Ho visto Benedetta volare. Fra le corde di un’altalena

Calcinculo (Italia, Svizzera 2022)
Regia: Chiara Bellosi
Cast: Gaia Di Pietro, Andrea Carpenzano, Barbara Chichiarelli, Giandomenico Cupaiuolo, Francesca Antonelli, Alessio Praticò, Paola Tintinelli, Claudia Salerno, Germana Petavrachi, Rachele Petavrachi
Produzione: Tempesta, Tellfilm, Rai Cinema
Distribuzione: Istituto Luce
Genere: Drammatico
Durata: 88

Le farfalle vivono poco, ma durante quel breve tempo, esistono per volare e mostrare la loro bellezza, che si confonde coi fiori. Le farfalle volano. E per volare non devono incontrare ostacoli. Le farfalle finte, con le ali artificiali, sono tristi. Perché restano affisse e fisse nei loro finti voli, sugli stipiti di porte e finestre. Chiuse.

Un film italiano insolito, quello di Chiara Bellosi. Capace di raccontare l’adolescenza come pochi altri registi in Italia. Lontani dalla retorica, dal rumore e dallo stereotipo “ggiovane” e “giovanile”. Sapendo che si cresce, nel bene o nel male, chi più chi meno, a calci in culo.

La regista comasca, al suo secondo lungometraggio, fattasi notare già dal primo e ancora con questo, a Berlino, racconta la vita di Benedetta, un’adolescente che vive in una zona rurale non meglio identificata, insieme ai genitori e alle due sorelle minori. Se il padre ha la passione per le automobili, la madre sfoga le proprie frustrazioni sulla figlia maggiore, costretta a subire i calci in culo. Quella di Benedetta è un’esistenza per nulla felice, al modo di tante adolescenze. Ciò che darà una svolta alla possibilità che qualcosa cambi è l’arrivo nel paese dove vive Benedetta di un luna park, dove la ragazzina conosce Amanda, un bruco in un corpo da farfalla. Il loro è un rapporto di grandi dialoghi, tutti costruiti coi silenzi. Le grida inespresse ma evidenti nei corpi di entrambi sono ciò di cui fa la cifra questo gioiellino di film. Racconta l’adolescenza, ma da dentro ciascuno dei due protagonisti. Tutto quello che c’è fuori, realmente al modo di quello che è nella testa e nel cuore di ogni adolescente, resta fuori.

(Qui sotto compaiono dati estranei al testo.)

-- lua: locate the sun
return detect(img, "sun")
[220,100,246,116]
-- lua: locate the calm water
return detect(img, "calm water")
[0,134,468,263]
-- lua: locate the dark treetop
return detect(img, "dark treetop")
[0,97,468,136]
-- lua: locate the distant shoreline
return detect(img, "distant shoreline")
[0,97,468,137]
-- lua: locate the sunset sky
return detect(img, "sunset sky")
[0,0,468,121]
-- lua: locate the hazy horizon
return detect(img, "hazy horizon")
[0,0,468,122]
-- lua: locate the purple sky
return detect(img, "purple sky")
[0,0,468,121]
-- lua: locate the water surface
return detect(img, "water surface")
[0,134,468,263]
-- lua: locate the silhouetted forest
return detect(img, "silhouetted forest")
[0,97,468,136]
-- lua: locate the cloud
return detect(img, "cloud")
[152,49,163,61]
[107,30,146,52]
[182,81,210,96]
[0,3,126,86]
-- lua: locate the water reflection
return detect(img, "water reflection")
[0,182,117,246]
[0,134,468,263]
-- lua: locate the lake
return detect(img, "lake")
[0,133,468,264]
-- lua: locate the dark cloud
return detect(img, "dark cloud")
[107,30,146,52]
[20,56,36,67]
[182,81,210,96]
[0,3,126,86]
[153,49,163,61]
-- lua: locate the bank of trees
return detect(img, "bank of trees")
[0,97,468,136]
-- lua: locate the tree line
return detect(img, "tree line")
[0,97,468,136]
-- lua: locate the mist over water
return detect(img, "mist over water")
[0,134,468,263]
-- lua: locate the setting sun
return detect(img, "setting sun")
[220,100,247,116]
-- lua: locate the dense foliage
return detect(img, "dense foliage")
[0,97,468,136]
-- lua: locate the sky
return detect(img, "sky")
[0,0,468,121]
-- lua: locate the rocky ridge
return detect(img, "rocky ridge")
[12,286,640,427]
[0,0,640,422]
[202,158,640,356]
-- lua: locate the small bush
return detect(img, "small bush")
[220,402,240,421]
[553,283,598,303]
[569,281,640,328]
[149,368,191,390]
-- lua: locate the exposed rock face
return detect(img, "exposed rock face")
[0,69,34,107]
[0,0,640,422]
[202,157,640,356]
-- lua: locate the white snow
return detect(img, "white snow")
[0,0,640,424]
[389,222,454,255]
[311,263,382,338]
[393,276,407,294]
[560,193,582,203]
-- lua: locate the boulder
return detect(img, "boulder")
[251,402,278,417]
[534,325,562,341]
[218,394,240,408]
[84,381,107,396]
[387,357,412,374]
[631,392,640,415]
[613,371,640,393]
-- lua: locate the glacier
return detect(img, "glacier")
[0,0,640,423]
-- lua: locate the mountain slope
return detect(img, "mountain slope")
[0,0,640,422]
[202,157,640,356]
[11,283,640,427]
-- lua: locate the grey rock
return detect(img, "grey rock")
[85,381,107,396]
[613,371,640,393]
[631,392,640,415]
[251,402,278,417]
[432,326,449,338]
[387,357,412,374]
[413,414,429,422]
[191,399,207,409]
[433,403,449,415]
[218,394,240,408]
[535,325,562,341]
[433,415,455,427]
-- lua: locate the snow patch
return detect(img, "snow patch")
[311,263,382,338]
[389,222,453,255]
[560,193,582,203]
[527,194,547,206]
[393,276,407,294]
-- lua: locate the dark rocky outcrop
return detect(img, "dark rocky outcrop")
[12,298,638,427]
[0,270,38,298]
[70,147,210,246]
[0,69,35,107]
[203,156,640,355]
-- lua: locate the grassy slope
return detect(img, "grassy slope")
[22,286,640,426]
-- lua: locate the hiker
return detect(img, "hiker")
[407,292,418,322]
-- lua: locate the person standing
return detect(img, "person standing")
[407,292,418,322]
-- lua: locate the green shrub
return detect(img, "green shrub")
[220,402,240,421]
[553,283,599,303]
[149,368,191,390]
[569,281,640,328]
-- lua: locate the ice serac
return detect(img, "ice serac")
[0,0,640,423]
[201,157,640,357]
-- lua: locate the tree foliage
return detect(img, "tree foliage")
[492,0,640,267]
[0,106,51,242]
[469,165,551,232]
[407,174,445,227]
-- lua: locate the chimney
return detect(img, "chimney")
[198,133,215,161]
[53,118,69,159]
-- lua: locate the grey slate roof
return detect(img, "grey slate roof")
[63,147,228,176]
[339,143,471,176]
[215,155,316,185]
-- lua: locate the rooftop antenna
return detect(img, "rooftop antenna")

Chiara Bellosi ha uno sguardo libero, in fatto di contenuti e forma. E affida tutto questo a due interpreti assolutamente credibili e incredibili per la loro bravura, Gaia Di Pietro e Antonio Carpenzano. Pur mantenendo, dall’inizio alla fine del film, una dimensione molto intima, la regista pensa alla grande, riuscendo a mettere bene in mostra lo straniamento, il disgusto della carne cruda, masticata per prendere maggiormente consistenza della propria anoressia di sentimenti. L’impatto è forte, notevole. Man mano che la storia fra Benedetta e Amanda cambia, il desiderio di elevarsi e sospendersi, per vedere dall’alto la costrizione del vivere in così tanta bassezza, è un monito altrettanto incessante per dirsi che è necessario scendere dalla giostra. Perché la vita coi piedi in terra ha il sapore e l’odore del trucco sbavato, ma che resta. Vive del fango che fa incespicare, sbandare. Riconoscendosi soli. Calcinculo è un film sulla solitudine, ma dei numeri ultimi. Quelli che solo qualche cineasta, prima di Bellosi, hanno così bene narrato (Francois Truffaut, Gianni Amelio, Kim Rossi Stuart, Nunzia De Stefano, Marcello Sannino). La camera a mano, che insegue la quindicenne in sovrappeso, mette in bella mostra l’ossessiva fame che Benedetta mostra nei confronti della cura. Della spinta. Di quel calcio in culo, capace di farti allontanare dall’altro, perché nessuno abbia la tentazione di prenderti in braccio, se cadi o rallenti, nella possibilità che possa rialzarti, pronto per rimetterti in cammino. Anche soli. Ma quando le solitudini si ritrovano, ballano. Volano. Soprattutto se nei cieli delle solitudini adolescenziali restano distanti quei padri e quelle madri, sempre tanto, troppo impegnati a risolvere l’irrisoluta loro condizione esistenziale. Di cui i figli pagano l’anoressia e la bulimia, per eccesso o mancanza non di cure. Semplicemente di cura.